Akyar’da bir marş yükselir semaya. Bu marştır Anadolu yaylasından imdat dileyen Kırım Türk’ünün sesi, nefesi:
‘’Sivastopol önünde yatar gemiler
Atar da nizam topunu, yerle gök iniler
Yardımcıdır bize kırklar yediler
Sılasına kavuşmaz aslan yiğitler
Aman da kaptan paşa emir ver bize
Sılada nişanlımız duacı size’’
Selamlar gider Horasan’dan, Çağatay’dan, Diyar-ı Rum’dan Deşt-i Kıpçak kara yazgılı Kırım’a :
‘’Sivastopol önünde yıkık minare
Düşman dedikleri gelmez imâne
Erenler geliyor bize imdâde
Aman da kaptan paşa emir ver bize
Sılada nişanlımız duacı size ‘’
Kim duyar bizi bizden başka, kim yürek ürperişlerimizin yankısı olur. Her ne beklersek kendimizdendir, her ne görürsek kendimizdendir.
‘’Sivastopol önünde musalla taşı
Sırma kılıç kuşanmış Arap binbaşı
Ölürsek şehidiz, kalırsak gazi
Aman da kaptan paşa izin ver bize
Sılada nişanlımız duacı size ‘’
Kırım; Anadolu’ya kavuşmak için Karadeniz’e sokulur, kucak açar. Ses vermez Anadolu. Anadolu, yetimdir, çaresizdir. Acısını içine damlatır.
İsmail Gaspıralı’nın feryadıdır Türk’e ‘’Tercüman’’ olan ‘’dilde, fikirde, işte birlik ‘’ sözü. Oysa hep gönüllerde saklı kalır dilekler. Cesedi, Sen nehrinden çıkarılan Buğra Alp Giray’dırgözyaşlarımızdaki hüzün:
‘’Uzaklarda yurdum, burdan çok uzak
Her mevsim güneşli, masmavi göklü
Camili, kubbeli, kümbetli, köşklü…
Hele insanları Alp’li, Giray’lı…
Yok haber onlardan, baba evinden ‘’
Sürgün yolunda başlar ağıtlar, ciğerler parçalanır örsle çekiç arasında ;
‘’Alusta’dan esen yeller yüzüme vurdu,
Balalıktan yetiştiğim evde gözyaşım düştü.
Ben bu yerde yaşamadım,
Yaşlılığıma doyamadım,
Vatanıma hasret oldum
Ey Güzel Kırım ‘’
Karadeniz’in karanlık sularında ölüme gönderilen Kırımlı’nınağıdıdır insanlığın bitmeyen dramı. Ve bu ağıtlar, Karadeniz çırpındıkça Anadolu sahillerine dalgalarla vuracak:
‘’Biz Kırım’dan çıkarken
Kar yağmadı kan aktı
Anam babam kız kardeşlerim
Gözleri dolu yaş kaldı
Gökten uçan uçakların
Kanatlarını kim yazar?
Şu Kırım’da da ölen cağ yiğitlerinin
Cenazelerini kim kılar?
Kaçardım ben Akyar’dan
Karadeniz olmasa
Asardım kendimi
Annem babam olmasa’’
Mustafa Abdülcemil Kırımoğlu’dur önderin adı. Dev yürekli, dev düşünce ulu kişidir o. Acının, çilenin içinden doğup gelmiştir.

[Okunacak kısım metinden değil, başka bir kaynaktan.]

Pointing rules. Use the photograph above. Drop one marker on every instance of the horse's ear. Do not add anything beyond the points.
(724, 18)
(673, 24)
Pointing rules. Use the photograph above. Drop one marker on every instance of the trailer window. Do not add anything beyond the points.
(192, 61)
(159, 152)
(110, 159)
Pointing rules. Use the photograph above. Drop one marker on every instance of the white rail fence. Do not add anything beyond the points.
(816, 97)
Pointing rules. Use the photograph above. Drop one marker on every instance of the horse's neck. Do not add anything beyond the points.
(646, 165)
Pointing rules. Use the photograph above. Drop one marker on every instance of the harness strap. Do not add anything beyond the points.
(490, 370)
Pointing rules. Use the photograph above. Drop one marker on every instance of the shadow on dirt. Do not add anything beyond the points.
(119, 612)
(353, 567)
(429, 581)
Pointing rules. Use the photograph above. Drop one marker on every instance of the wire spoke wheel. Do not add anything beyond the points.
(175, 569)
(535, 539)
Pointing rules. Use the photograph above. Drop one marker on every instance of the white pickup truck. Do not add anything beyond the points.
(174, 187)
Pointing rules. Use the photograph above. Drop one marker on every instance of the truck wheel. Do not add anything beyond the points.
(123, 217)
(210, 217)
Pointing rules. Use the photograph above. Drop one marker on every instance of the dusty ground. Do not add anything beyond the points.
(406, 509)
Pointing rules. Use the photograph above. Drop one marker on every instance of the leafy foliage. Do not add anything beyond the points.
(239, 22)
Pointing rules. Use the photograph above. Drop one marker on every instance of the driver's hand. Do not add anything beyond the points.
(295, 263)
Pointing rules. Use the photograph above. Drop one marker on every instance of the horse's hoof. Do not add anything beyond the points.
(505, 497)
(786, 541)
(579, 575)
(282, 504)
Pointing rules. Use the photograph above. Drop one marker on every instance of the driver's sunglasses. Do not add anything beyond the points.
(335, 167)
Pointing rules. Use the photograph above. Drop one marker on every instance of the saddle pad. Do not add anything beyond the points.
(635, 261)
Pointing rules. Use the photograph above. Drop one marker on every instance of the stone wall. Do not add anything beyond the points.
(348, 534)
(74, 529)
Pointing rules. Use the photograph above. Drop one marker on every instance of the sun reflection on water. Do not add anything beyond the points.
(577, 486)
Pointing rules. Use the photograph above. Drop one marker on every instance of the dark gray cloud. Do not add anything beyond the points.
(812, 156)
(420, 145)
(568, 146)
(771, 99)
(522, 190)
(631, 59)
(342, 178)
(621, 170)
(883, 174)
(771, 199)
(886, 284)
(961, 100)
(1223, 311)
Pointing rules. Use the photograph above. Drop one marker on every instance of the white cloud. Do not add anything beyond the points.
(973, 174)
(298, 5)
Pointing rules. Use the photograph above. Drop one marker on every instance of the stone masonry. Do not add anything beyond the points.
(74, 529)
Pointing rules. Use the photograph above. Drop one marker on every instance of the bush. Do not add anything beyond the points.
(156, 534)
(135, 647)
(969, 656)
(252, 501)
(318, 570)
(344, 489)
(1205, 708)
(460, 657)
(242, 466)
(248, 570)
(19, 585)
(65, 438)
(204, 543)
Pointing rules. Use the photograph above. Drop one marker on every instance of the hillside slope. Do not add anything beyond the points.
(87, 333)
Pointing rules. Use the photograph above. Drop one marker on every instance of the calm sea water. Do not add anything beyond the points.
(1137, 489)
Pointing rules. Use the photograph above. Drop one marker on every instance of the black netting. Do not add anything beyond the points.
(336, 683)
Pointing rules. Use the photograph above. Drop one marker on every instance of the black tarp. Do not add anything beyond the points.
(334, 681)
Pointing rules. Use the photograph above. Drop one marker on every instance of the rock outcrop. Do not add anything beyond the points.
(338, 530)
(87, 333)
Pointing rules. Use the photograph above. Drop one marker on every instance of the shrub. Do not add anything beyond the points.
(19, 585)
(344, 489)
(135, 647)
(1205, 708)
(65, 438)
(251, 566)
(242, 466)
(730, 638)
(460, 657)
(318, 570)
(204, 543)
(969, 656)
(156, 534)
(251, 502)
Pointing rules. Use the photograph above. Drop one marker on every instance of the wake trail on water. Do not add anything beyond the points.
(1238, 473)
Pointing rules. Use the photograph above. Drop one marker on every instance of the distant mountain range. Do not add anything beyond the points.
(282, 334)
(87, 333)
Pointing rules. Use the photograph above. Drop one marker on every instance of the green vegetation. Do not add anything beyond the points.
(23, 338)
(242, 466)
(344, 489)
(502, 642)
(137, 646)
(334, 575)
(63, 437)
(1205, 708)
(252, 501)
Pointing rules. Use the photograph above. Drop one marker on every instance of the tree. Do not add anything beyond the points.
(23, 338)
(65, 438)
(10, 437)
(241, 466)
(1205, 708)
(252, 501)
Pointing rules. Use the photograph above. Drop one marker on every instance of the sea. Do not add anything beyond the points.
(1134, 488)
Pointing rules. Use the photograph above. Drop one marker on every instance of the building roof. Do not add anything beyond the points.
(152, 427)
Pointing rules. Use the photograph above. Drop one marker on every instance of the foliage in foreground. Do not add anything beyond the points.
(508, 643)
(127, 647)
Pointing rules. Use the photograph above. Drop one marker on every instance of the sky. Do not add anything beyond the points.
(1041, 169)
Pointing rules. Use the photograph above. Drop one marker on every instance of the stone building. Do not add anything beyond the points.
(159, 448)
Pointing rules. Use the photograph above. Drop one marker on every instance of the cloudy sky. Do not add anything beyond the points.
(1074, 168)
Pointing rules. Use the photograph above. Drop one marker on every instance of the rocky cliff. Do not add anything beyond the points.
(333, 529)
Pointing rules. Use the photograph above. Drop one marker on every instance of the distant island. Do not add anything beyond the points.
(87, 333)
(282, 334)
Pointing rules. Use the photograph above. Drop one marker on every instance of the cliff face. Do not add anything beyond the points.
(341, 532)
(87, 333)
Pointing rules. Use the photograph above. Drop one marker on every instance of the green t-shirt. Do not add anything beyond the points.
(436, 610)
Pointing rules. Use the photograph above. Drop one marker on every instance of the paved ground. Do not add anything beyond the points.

Onun ‘’ Elbette Türkiye bizim kardeşimiz. Hapisteyken, ‘buradan nasıl çıkarız sağ salim bir şekilde’ diye dua ediyordum, Allah nasip etti Sovyetler de dağıldı, vatanımıza da döndük. Eğer çocuklarımız milli kimliklerini, din ve imanlarını kaybedecek olurlarsa o millet yok olur. Şimdi esas mücadelemiz bu.’’ deyişi kulaklarımızda çınlamaktadır.
Şimdi Kırım’ın hicran tüten toprağı, yarası kabuk bağlamayan halkı yeni sınavların yalazında sınanmaktadır. Bu sınav, aynı zamanda bütün Türk dünyasının da olacaktır.